Выбрать главу

Вот представим себе: человек сохранил бессмертие. Он совершил первородный грех и не был изгнан из рая, когда ослушался Бога, и понял, что это не так уж и опасно. Ну, ослушался Бога: ничего такого не случилось. Да, конечно, придется немного потрудиться, чтобы хлеб получить. Бесплатно это было раньше. Ну и что, потрудимся, зато мы бессмертны. Человек есть критерий добра и зла. Он может делать что угодно, ничто его не останавливает. Человек будет готов на разную пакость, на разную мерзость. Он давно от Бога отошел, от Его личного общения и ничто его не останавливает. А что меня остановит? Я могу со своим ближним сделать что угодно: он ведь тоже бессмертный. Поэтому смерть у нас сейчас единственное реальное начало, которое останавливает всех людей. Увы, человек настолько низко пал, что даже смерть останавливает не всех. Но когда мы видим некоего «отморозка», для которого что комара, что человека убить, то мы действительно говорим, что это «отморозок». Это человек, лишенный всяческого человеческого начала, именно потому, что он перешагнул через смерть, через первое святое начало в человеке — жизнь. И мы, как настоящие люди, имеющие в себе нравственное человеческое начало, боимся обидеть другого человека, не говоря уж о том, чтобы его убить, боимся обидеть, потому что понимаем, что это может привести к печальным последствиям. Поэтому смерть — единственное реальное начало, которое мы все знаем, и оно сохраняет в мире нравственность, сохраняет человека человеком. Понятно, что не в этом сущность человека. Человек был по определению бессмертным. Но сейчас у нас другая природа, и по любви своей к нам Бог дал нам ее, понимая, что если лишить человека состояния смерти, то он бы пал настолько низко, как пали ангелы, ставшие бесами, оставшиеся бессмертными. Но им уже закрыта дорога обратно к спасению именно потому, что они являются бессмертными. Из любви к нам Бог дал нам смерть.

Свобода человека

Итак, возвращаясь к вопросу о свободе: как относиться к этому спору между Августином и Пелагием? Православная Церковь занимает иную позицию. С одной стороны, утверждается частичная правота Пелагия: действительно, человек всегда, в любом состоянии сохраняет в себе свободное начало, может выбрать между добром и злом. Однако Православная Церковь сохраняет и правоту Августина, утверждая, что да, действительно человек имеет свободу поврежденную, и соглашается с Августином, который сказал, что ошибка Пелагия состояла в том, что он неправильно определил свободу. Нельзя говорить, что свобода — это выбор между добром и злом. Если дать такое определение свободы, то тогда мы вынуждены будем признать, что Бог несвободен, Бог не есть личность. Ибо Бог не выбирает между добром и злом, иначе Бог не есть Бог. Существует некое добро и некое зло, возвышающиеся над Богом, между которыми Он выбирает. Это элементарное противоречие в определении. Свобода есть независимость. В прямом смысле этого слова — самодеятельность, возможность действовать самостоятельно, независимо ни от чего. Вот что такое свобода. Это совершенно правильное замечание Августина. И наличие свободы в Боге передается человеку. Человек свободен так же как Бог, имея это состояние независимости ни от чего — самодеятельности. Это есть истинное начало свободы, которое сохраняется в человеке всегда. С другой стороны, да, в человеке не сохраняется свобода на уровне понимания ее Пелагием — свобода как выбор между добром и злом.

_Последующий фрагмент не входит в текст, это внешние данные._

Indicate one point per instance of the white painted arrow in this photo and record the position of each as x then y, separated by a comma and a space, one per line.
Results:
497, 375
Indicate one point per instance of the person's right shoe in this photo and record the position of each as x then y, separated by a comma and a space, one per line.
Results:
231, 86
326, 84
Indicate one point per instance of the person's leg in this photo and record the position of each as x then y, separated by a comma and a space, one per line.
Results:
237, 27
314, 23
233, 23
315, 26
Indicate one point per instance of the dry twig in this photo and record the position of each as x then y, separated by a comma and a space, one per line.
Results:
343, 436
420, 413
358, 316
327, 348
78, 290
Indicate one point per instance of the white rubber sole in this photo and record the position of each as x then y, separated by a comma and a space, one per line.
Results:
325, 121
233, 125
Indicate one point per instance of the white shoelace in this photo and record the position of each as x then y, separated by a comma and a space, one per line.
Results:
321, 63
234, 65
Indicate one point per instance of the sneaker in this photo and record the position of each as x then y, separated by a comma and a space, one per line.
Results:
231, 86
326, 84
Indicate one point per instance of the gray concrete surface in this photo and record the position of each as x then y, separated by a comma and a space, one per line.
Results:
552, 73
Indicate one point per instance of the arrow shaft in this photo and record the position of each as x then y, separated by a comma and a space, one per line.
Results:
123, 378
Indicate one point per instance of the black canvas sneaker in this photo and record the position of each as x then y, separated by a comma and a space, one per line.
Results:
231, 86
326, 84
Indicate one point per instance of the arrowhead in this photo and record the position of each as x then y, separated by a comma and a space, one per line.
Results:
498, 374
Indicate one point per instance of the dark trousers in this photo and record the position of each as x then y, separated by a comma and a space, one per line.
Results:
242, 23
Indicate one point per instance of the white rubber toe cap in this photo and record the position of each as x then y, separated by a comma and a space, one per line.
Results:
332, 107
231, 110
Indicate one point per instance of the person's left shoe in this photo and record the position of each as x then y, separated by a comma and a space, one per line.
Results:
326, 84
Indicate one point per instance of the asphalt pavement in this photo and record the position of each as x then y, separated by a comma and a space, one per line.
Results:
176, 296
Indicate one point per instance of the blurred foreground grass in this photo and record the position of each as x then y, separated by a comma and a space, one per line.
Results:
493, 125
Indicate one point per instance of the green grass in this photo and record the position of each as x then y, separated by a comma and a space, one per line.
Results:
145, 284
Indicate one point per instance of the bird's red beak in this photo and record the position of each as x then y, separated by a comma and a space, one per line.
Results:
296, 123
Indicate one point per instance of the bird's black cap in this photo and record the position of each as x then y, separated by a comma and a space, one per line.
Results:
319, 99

Это два уровня свободы, о которых учил преп. Максим Исповедник. Есть свобода гномическая (по терминологии преп. Максима), т. е. свобода греховная, возникшая в результате грехопадения как выбор между добром и злом, и свобода сущностная — свобода как самодеятельность. Сущностная свобода неизменяема. Она сохраняется в человеке и составляет его Божественную природу, его сущность.

Свобода как возможность выбора между добром и злом приводит к тому, что человек по нынешней своей природе больше любит зло. Как говорит апостол Павел: «Чего хочу, того не делаю, что не хочу — то делаю». Ибо люди возлюбили грех — он приятнее на глаз, как плод для Адама и Евы. Его легче делать. Поэтому мы, грешные люди, выбираем между добром и злом, и наш выбор останавливается на зле. Его легче делать. Чтобы сделать добро, нужно трудиться, а зло очень просто, оно само предлагает себя. И поэтому в действительности (св. Августин прав) мы всегда выбираем между добром и злом, как правило, зло. Но возможность, благая воля всегда остается. Вот эта возможность свободы в человеке всегда присутствует, и поэтому нужно это всегда иметь в виду, иначе мы не поймем это отношение человека с одной стороны как образа и подобия Божия, как свободного существа, а с другой стороны, человека как раба Божьего.